Gwinn-Becker is the founder and CEO of HistoryIT, a company that helps organizations create digital archives that are genuinely accessible. “I believe history is incredibly important, but I also think it’s in danger,” she says. “Less than 2% of our historical materials are digital and even less of that is truly accessible.”
Gwinn-Becker’s love for history is personal. As a lesbian, growing up, she sought out evidence of herself across time. “I was interested in stories, interested in people whose lives mirrored mine to help me understand who I was.”
“[My identity] influences my love of history and my strong belief in history is important,” she says.
Despite always loving history, Gwinn-Becker found herself living and working in San Francisco during the early dot com boom and bust in the ‘90s. “It was an exciting time,” she recounts, “if you were intellectually curious, you could just jump right in.”
Being there was almost happenstance, Gwinn-Becker explained: “I was 20 years old and wanted to live in San Francisco.” Quickly, she fell in love with “all of the incredible new tools.” She was working with non-profits that encouraged her to take classes and apply the new skills. “I was really into software, web, and database development.”
But history eventually pulled her back. “Tech was fun, but I didn’t want to be a developer,” she says. Something was missing. When the opportunity to get a Ph.D. in history from George Washington University presented itself, “I got to work on the Eleanor Roosevelt papers, who I was and remain quite passionate about.”
Gwinn-Becker’s research on Eleanor Roosevelt planted the seeds of digital preservation. “Eleanor Roosevelt doesn’t have a single archive. FDR has lots but the first ladies don’t,” she says. Gwinn-Becker wondered what else was missing from the archive — and what would be missing from the archive if we didn’t start preserving it now.
Those questions eventually led Gwinn-Becker to found HistoryIT in 2011. Since then, the company has created digital archives for organizations ranging from museums and universities to sororities, fraternities, and community organizations.

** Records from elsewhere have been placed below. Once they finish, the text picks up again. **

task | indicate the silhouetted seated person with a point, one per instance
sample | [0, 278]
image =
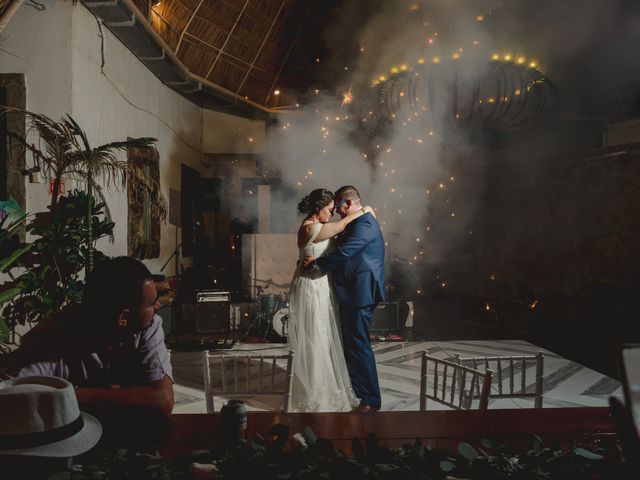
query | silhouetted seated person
[111, 348]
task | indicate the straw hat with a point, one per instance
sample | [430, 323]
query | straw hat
[39, 416]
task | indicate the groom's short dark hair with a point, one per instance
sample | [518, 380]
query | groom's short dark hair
[348, 192]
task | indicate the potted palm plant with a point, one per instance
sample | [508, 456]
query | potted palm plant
[62, 149]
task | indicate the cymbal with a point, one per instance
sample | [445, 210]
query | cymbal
[272, 283]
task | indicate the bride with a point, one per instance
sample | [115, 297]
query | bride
[320, 378]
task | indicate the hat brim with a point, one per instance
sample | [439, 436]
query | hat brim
[77, 444]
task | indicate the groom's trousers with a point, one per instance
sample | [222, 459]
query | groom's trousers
[358, 353]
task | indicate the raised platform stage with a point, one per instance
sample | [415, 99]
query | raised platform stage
[566, 383]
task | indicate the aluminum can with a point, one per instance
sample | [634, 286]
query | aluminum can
[233, 422]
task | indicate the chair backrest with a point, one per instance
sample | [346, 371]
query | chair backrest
[510, 379]
[453, 385]
[240, 375]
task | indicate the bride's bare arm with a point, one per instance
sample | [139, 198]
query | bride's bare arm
[331, 229]
[304, 233]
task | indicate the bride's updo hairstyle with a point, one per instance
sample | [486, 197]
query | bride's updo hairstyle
[316, 200]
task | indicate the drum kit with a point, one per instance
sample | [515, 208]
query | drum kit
[272, 320]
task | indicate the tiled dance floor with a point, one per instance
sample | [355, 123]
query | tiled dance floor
[566, 383]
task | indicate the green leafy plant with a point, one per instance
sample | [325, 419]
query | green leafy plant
[62, 150]
[307, 457]
[10, 252]
[54, 261]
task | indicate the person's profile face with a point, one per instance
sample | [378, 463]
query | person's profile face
[148, 306]
[325, 213]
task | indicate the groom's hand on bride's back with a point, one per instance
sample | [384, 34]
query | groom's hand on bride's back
[308, 264]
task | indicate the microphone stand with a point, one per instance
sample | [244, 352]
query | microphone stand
[176, 253]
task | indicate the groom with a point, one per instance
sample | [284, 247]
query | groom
[357, 264]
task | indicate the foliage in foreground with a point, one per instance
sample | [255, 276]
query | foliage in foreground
[308, 457]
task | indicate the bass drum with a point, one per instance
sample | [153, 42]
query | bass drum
[281, 322]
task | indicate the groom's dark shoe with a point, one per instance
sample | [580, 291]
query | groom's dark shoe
[363, 408]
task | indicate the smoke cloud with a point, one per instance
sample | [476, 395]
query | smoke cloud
[423, 181]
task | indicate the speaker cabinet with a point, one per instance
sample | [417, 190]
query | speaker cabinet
[166, 313]
[386, 318]
[210, 317]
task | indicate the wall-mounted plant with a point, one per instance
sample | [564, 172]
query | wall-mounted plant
[62, 150]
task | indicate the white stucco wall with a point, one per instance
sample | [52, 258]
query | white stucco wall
[225, 133]
[62, 71]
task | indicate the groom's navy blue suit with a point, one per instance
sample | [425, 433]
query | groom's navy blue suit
[357, 265]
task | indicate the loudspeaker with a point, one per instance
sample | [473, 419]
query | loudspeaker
[386, 318]
[210, 317]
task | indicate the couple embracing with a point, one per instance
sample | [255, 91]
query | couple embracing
[337, 284]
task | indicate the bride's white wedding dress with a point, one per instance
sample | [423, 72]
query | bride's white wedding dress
[320, 377]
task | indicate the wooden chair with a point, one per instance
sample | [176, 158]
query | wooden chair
[510, 380]
[454, 384]
[243, 375]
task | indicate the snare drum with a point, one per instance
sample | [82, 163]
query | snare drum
[281, 322]
[269, 303]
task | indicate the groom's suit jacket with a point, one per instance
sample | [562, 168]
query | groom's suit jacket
[357, 264]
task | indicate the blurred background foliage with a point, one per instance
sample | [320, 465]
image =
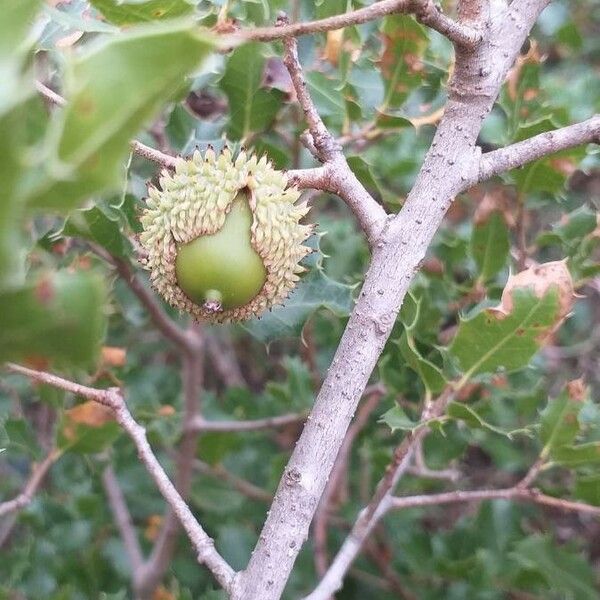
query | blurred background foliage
[69, 184]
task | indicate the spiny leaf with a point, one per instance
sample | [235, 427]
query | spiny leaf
[128, 13]
[490, 340]
[490, 245]
[252, 108]
[92, 133]
[314, 291]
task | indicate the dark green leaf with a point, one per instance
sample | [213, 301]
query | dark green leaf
[559, 420]
[431, 375]
[91, 142]
[314, 291]
[252, 107]
[490, 245]
[565, 572]
[128, 13]
[491, 340]
[60, 317]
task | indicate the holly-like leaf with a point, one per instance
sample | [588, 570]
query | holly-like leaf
[98, 225]
[404, 41]
[492, 340]
[577, 456]
[252, 107]
[431, 375]
[566, 573]
[17, 435]
[92, 133]
[58, 318]
[587, 488]
[559, 422]
[469, 416]
[396, 419]
[128, 13]
[490, 245]
[314, 291]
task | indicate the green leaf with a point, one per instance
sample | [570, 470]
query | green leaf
[59, 317]
[252, 108]
[397, 419]
[432, 376]
[587, 488]
[129, 13]
[404, 43]
[16, 107]
[327, 98]
[90, 440]
[463, 412]
[364, 173]
[19, 436]
[98, 225]
[91, 138]
[566, 573]
[315, 290]
[16, 21]
[491, 340]
[559, 422]
[577, 456]
[490, 245]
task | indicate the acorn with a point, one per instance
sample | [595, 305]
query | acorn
[223, 237]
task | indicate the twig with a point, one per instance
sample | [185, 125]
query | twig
[373, 398]
[31, 487]
[426, 12]
[113, 398]
[199, 423]
[123, 520]
[335, 176]
[538, 146]
[513, 493]
[159, 317]
[160, 558]
[461, 34]
[379, 503]
[243, 486]
[166, 160]
[137, 147]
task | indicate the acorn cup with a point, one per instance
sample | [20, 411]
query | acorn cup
[223, 237]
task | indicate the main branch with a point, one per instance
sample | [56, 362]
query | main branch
[426, 11]
[450, 167]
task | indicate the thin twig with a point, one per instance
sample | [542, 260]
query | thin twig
[137, 147]
[31, 487]
[243, 486]
[513, 493]
[118, 506]
[113, 398]
[160, 558]
[199, 423]
[335, 176]
[373, 398]
[539, 146]
[379, 503]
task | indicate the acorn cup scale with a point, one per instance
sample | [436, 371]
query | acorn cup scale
[222, 268]
[223, 237]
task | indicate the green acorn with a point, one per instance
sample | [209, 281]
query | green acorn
[223, 237]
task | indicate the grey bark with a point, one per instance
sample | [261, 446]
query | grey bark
[451, 166]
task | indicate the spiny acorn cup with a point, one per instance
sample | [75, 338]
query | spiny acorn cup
[223, 236]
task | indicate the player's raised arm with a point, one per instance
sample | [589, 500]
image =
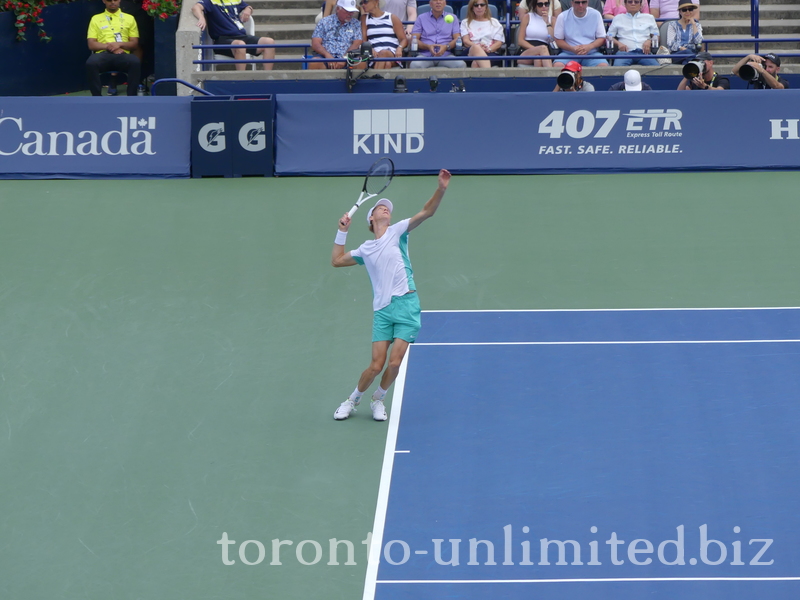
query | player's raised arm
[431, 205]
[340, 258]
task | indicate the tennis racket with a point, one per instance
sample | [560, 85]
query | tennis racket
[378, 179]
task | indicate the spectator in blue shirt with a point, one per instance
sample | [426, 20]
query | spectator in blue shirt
[336, 35]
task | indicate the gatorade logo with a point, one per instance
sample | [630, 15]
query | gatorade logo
[252, 136]
[397, 131]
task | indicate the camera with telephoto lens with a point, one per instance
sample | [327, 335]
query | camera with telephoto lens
[694, 69]
[566, 81]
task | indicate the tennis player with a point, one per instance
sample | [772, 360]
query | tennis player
[395, 302]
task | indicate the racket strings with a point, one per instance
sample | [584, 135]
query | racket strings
[379, 177]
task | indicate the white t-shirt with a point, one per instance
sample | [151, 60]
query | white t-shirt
[483, 32]
[387, 264]
[579, 31]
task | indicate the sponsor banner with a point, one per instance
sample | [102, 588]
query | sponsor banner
[94, 137]
[537, 132]
[232, 136]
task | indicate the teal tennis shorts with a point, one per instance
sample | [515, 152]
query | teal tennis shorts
[398, 320]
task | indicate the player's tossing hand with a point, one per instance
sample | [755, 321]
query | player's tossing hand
[444, 178]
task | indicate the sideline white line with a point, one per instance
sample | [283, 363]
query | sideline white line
[374, 558]
[596, 580]
[489, 310]
[619, 342]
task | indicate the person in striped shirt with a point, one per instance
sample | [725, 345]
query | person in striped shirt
[384, 31]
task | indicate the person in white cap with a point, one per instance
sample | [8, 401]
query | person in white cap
[631, 83]
[396, 310]
[336, 35]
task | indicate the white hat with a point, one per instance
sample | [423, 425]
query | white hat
[349, 5]
[633, 81]
[382, 202]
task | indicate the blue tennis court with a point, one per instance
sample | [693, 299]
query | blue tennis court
[593, 454]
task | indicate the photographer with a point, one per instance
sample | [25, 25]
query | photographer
[699, 75]
[571, 79]
[761, 72]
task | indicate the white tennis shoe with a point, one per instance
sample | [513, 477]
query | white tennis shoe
[378, 410]
[344, 410]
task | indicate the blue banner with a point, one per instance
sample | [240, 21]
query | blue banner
[538, 132]
[94, 137]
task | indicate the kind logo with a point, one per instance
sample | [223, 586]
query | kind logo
[395, 131]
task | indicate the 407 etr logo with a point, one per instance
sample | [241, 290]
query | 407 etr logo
[640, 124]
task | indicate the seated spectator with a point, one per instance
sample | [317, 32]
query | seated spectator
[579, 32]
[525, 7]
[406, 10]
[436, 37]
[668, 9]
[707, 79]
[765, 70]
[224, 23]
[336, 35]
[536, 32]
[612, 8]
[633, 33]
[571, 79]
[685, 35]
[384, 31]
[111, 38]
[482, 34]
[631, 83]
[595, 4]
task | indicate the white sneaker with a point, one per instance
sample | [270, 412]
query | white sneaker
[378, 410]
[344, 410]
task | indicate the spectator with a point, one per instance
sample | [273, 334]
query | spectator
[224, 23]
[482, 35]
[552, 11]
[406, 10]
[765, 72]
[111, 38]
[707, 79]
[631, 83]
[536, 32]
[571, 79]
[384, 31]
[612, 8]
[632, 34]
[668, 9]
[685, 35]
[595, 4]
[336, 35]
[579, 32]
[436, 37]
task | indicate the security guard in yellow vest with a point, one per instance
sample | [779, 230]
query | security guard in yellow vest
[112, 35]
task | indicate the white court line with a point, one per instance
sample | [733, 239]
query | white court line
[611, 309]
[619, 342]
[374, 558]
[597, 580]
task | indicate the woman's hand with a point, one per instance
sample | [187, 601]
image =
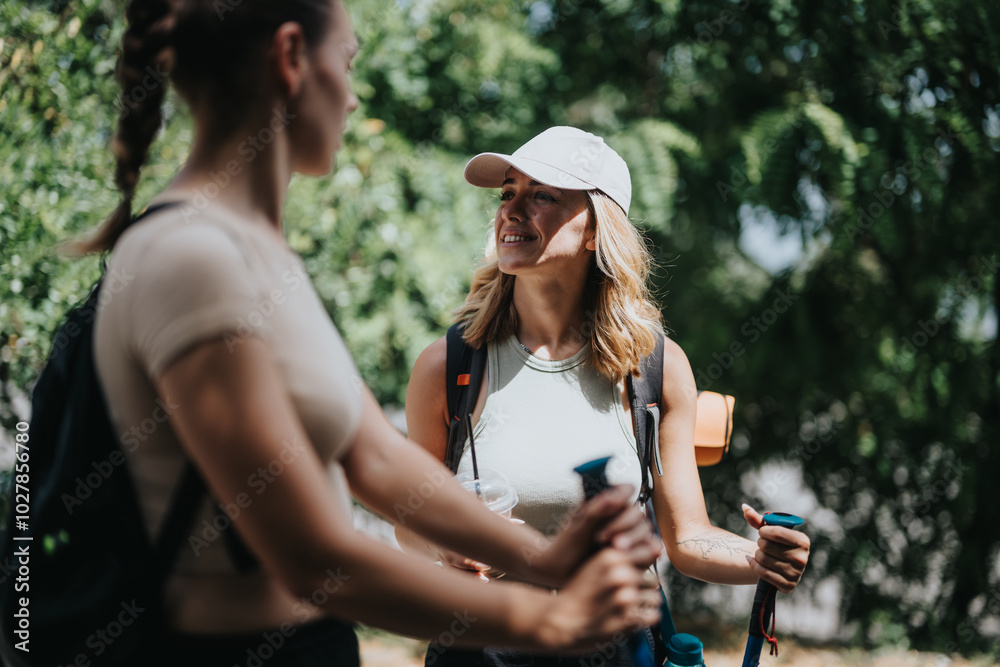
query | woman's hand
[782, 553]
[608, 597]
[609, 519]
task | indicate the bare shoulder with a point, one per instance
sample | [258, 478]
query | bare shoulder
[427, 399]
[678, 380]
[431, 366]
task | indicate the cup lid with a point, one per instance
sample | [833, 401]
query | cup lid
[494, 489]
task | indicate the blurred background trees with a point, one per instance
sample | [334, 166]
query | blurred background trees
[818, 182]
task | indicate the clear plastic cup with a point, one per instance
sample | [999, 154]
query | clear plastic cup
[493, 488]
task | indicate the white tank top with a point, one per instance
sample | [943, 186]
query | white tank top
[542, 419]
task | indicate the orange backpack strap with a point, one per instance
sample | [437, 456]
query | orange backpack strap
[713, 424]
[464, 367]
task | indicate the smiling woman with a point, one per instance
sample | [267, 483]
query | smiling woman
[563, 311]
[268, 415]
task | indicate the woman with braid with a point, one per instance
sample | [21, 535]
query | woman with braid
[562, 308]
[219, 335]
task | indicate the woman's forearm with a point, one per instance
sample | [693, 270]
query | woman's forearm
[404, 483]
[382, 587]
[713, 555]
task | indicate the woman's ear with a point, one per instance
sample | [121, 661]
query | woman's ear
[288, 49]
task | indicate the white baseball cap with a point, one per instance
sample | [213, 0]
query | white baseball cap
[563, 157]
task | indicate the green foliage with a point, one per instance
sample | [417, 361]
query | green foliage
[868, 131]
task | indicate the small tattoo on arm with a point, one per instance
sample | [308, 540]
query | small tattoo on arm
[733, 546]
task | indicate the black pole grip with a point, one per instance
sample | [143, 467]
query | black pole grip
[763, 608]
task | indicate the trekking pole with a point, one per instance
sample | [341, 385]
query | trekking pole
[763, 601]
[594, 481]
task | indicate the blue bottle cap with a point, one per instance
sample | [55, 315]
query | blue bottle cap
[684, 649]
[782, 519]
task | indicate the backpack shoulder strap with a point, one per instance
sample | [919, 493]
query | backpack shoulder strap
[644, 394]
[465, 368]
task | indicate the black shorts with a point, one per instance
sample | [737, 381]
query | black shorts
[324, 642]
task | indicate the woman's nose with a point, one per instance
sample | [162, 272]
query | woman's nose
[512, 211]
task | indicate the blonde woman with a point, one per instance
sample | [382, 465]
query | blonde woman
[276, 420]
[563, 310]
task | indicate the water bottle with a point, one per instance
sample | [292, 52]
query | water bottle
[684, 650]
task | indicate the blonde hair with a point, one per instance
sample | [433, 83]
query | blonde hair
[623, 320]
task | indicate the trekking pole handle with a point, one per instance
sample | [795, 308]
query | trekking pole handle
[594, 481]
[763, 600]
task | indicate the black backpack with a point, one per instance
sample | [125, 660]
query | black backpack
[465, 368]
[82, 579]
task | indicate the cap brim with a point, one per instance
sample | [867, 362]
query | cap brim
[488, 170]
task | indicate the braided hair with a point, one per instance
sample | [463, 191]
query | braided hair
[210, 50]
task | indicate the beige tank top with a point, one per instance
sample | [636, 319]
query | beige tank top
[543, 418]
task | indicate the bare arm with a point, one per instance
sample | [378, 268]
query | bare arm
[694, 545]
[519, 550]
[237, 415]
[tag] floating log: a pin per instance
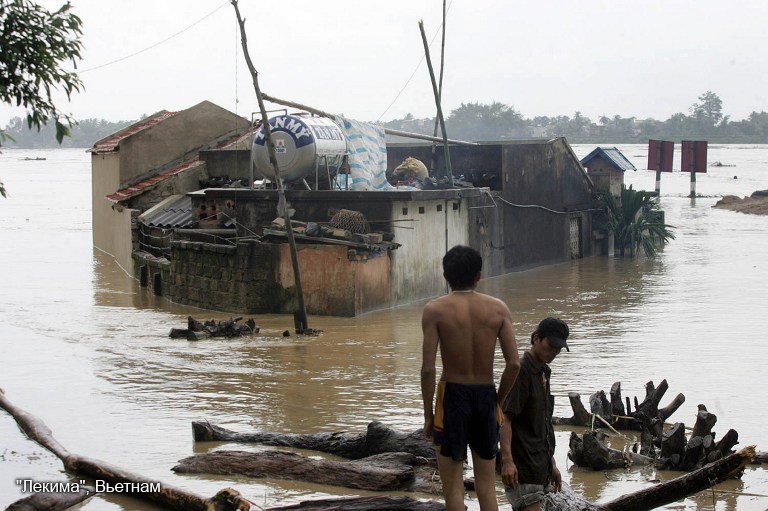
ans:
(363, 504)
(614, 410)
(157, 493)
(53, 501)
(382, 472)
(377, 439)
(678, 488)
(196, 330)
(590, 451)
(581, 417)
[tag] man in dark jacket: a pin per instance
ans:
(527, 437)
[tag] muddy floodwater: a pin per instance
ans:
(84, 348)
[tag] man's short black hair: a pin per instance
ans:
(461, 264)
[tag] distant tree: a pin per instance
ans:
(635, 220)
(709, 111)
(34, 45)
(476, 121)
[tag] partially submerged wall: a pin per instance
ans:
(257, 278)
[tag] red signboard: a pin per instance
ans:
(660, 153)
(693, 156)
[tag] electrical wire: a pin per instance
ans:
(415, 70)
(154, 45)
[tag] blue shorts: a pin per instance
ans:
(466, 415)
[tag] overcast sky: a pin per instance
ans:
(364, 59)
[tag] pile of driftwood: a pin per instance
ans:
(228, 328)
(667, 449)
(409, 462)
(382, 459)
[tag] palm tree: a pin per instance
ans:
(636, 221)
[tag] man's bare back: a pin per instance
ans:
(466, 325)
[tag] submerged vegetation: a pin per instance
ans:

This process is not easy. “Digital preservation is more than scanning,” says Gwinn-Becker. “Most commercial scanners’ intent is to create a digital copy, not an exact replica.”
To digitally preserve something, Gwinn-Becker’s team must take a photo with overhead cameras. “There is an international standard,” she says, “you create an archival TIFF.”
“It’s the biggest possible file we can create now. That’s how you future-proof.”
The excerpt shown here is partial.